A former insider of President Ortega’s cabinet stands out among the dissidents. Sergio Ramirez served almost 40 years before as Vice President during President Ortega’s first term and is an acclaimed writer, who won the prestigious Cervantes award. But that did not shield him, nor an Auxiliary Bishop of Managua now living in Florida, nor a former ambassador, nor a poet, nor some Roman Catholic priests and an archbishop. According to Nicaraguan authorities, former Vice President Ramirez has been stirring up hatred and conspiring to destabilize the country. Further, Judge Ernesto Rodriguez, in his February ruling that deprived 94 Nicaraguans of their citizenship, all of them participated in some way in “criminal acts to the detriment of peace, sovereignty, independence, and self-determination of the Nicaraguan people” (Nicaragua strips 94 prominent dissidents of citizenship” -BBC February 16). This batch of almost 100 Nicaraguans was preceded by another group of 222 citizens of that Latin American country treated to the same fate. They have not only lost their citizenship, but have all their assets seized by the State, plus all of them have been branded with the mark of “traitors to the fatherland.” In a surprising twist, some living abroad for years, and before any charges were brought against them, have been declared “fugitives from justice.”
For their part, dissenters and those deported (or jailed) have labeled President Ortega as possessing “autocratic tendencies.” It is a sentiment echoed by US Secretary of State Anthony Blinken who spoke of what happened in Nicaragua “as a further step in solidifying an autocratic regime” (New York Times, February 17). As a Carter Center senior adviser on Latin America said, “This is a cleansing of opposition voices at all levels, from the political elite to the campesino in the pueblo.” Indeed, even the simple peasant in his village is targeted by Ortega’s crackdowns on democratic institutions and dissenting citizens.
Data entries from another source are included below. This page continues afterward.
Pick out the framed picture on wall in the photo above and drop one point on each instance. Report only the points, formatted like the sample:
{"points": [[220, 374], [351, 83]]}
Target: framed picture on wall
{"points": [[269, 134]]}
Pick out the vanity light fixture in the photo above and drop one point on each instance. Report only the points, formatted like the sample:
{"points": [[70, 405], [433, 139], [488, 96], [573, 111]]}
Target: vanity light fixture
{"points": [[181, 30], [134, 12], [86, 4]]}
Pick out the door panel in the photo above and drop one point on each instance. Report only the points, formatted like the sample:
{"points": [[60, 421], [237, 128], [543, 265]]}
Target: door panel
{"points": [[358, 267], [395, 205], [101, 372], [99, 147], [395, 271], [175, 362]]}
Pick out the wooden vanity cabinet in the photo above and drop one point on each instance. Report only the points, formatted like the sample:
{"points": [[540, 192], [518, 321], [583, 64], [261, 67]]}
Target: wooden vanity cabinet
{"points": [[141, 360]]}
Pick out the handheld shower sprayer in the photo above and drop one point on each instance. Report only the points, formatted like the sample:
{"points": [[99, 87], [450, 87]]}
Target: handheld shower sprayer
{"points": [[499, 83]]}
Guyanese are seeing worrying traces of such leadership behaviours right here. This publication is being singled out and squeezed more often, civil society activists are targeted and tarnished, and the few citizens speaking out are vilified. As in Nicaragua, the Guyana Government pretends in its words and images to be about openness and balance. The current reality is of malicious attacks, the courts used as a weapon before, and citizens left to wonder how long before Guyana degrades to a Nicaragua. That is, jailing, confiscating of property, and deporting becomes the experience of Guyanese.